In the face of less-than-spectacular ticket sales to date, Republican-leaning groups have been organizing at a grassroots level to drum up attendance for Melania. Even while posters for the film have faced “extensive and severe” vandalism (with devil horns and Hitler mustaches scribbled onto the First Lady’s head or scrawled expletives serving to remind the public of her husband’s long association with Jeffrey Epstein), the Kern County Young Republicans in Bakersfield, California, organized a watch party for Saturday, January 31 (tickets are free for members). The Women’s Republican Club of Miami Federated has block-booked tickets for a January 30 premiere party and screening at Miami’s Cinepolis (price: $35). While in Boston, a perhaps apocryphal Craigslist post purports to offer not only free tickets but a $50 stipend to attend screenings of Melania (“Must remain in seats for entirety of film,” the posting notes).

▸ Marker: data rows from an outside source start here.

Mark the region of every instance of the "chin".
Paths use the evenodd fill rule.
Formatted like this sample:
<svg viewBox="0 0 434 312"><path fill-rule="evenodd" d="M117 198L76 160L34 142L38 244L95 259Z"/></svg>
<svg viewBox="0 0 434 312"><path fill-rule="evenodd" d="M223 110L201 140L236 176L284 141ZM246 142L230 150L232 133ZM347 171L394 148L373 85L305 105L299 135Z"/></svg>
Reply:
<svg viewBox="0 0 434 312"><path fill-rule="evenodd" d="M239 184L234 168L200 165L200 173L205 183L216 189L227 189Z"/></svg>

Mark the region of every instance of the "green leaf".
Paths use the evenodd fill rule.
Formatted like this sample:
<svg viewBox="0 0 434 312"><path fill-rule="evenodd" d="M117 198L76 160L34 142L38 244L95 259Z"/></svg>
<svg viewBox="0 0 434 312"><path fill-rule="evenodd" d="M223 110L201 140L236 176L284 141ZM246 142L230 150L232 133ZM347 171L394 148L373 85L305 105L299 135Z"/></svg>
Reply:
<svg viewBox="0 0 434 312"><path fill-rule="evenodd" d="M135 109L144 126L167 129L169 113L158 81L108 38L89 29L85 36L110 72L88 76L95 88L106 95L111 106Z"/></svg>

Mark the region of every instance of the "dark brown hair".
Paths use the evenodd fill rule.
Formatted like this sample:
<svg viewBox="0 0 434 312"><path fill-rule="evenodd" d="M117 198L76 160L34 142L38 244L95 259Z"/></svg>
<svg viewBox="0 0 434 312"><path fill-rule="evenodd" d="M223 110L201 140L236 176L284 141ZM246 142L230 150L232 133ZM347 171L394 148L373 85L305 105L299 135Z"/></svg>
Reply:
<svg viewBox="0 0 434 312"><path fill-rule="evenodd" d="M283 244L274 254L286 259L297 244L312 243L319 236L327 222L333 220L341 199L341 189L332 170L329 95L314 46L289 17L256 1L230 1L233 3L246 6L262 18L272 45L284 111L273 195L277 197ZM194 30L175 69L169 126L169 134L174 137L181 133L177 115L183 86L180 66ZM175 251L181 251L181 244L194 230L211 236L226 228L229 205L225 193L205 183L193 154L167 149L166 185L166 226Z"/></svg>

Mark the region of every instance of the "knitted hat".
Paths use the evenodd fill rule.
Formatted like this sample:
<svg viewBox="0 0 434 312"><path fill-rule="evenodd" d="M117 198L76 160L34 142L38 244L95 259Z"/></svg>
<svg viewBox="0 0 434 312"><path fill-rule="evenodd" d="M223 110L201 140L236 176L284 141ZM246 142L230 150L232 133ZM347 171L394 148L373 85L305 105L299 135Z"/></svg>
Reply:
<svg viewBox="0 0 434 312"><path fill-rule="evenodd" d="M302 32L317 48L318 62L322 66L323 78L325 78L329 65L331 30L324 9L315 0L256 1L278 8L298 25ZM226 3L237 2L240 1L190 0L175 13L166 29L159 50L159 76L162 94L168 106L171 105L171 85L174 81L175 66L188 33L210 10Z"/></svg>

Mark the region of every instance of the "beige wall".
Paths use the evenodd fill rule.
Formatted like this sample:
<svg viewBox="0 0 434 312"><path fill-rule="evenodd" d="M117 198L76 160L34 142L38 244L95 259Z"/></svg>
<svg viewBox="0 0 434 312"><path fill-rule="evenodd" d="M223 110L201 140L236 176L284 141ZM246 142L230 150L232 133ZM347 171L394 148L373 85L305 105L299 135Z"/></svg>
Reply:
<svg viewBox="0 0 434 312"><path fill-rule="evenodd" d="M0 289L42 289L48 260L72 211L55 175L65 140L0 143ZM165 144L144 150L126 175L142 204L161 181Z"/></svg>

Although Amazon insists on calling Melania’s 1,500-screen domestic rollout a “wide release,” Loria points out that the technical definition of wide comprises 2,000 screens or more (relinquishing the documentary to the less prestigious “wide-limited-release” category). And although some recent box-office prognoses have contemplated whether Melania could perform along the lines of Am I Racist? (the Borat-esque, DEI-skewering mockumentary produced by the Daily Wire that shocked Hollywood by grossing $12 million theatrically in 2024), Loria feels the more accurate “comp” would be RBG. That documentary, about the life and career of Supreme Court Justice Ruth Bader Ginsburg, opened in 34 theaters in 2018 and platformed onto 432 screens, eventually grossing over $14 million to set the genre’s financial high-water mark for a film about a stand-alone political figure. “I don’t know how big this is going to get,” Loria says of Melania. “Would a $5 million opening weekend surprise me? That would be a great number. Because I have no reference to say this film is definitely going to hit that on 1,500 screens. But it’s also not what I would call a big swing from Amazon. If it hits $5 million, that’s a very strong result for a film about a politically adjacent figure in a highly politicized, charged time when there is a giant snowstorm in late January.”
At the Trump Kennedy Center premiere of Melania in Washington, D.C., on Thursday night, Mrs. Trump addressed the audience to adjust expectations for the film. “Some have called this a documentary. It is not,” she said, per Deadline. “It is a creative experience that offers perspectives, insights, and moments.” A reporter at the event asked how she would measure the project’s success. “For myself, it’s already successful, what we did,” she said. “And it will speak for itself.”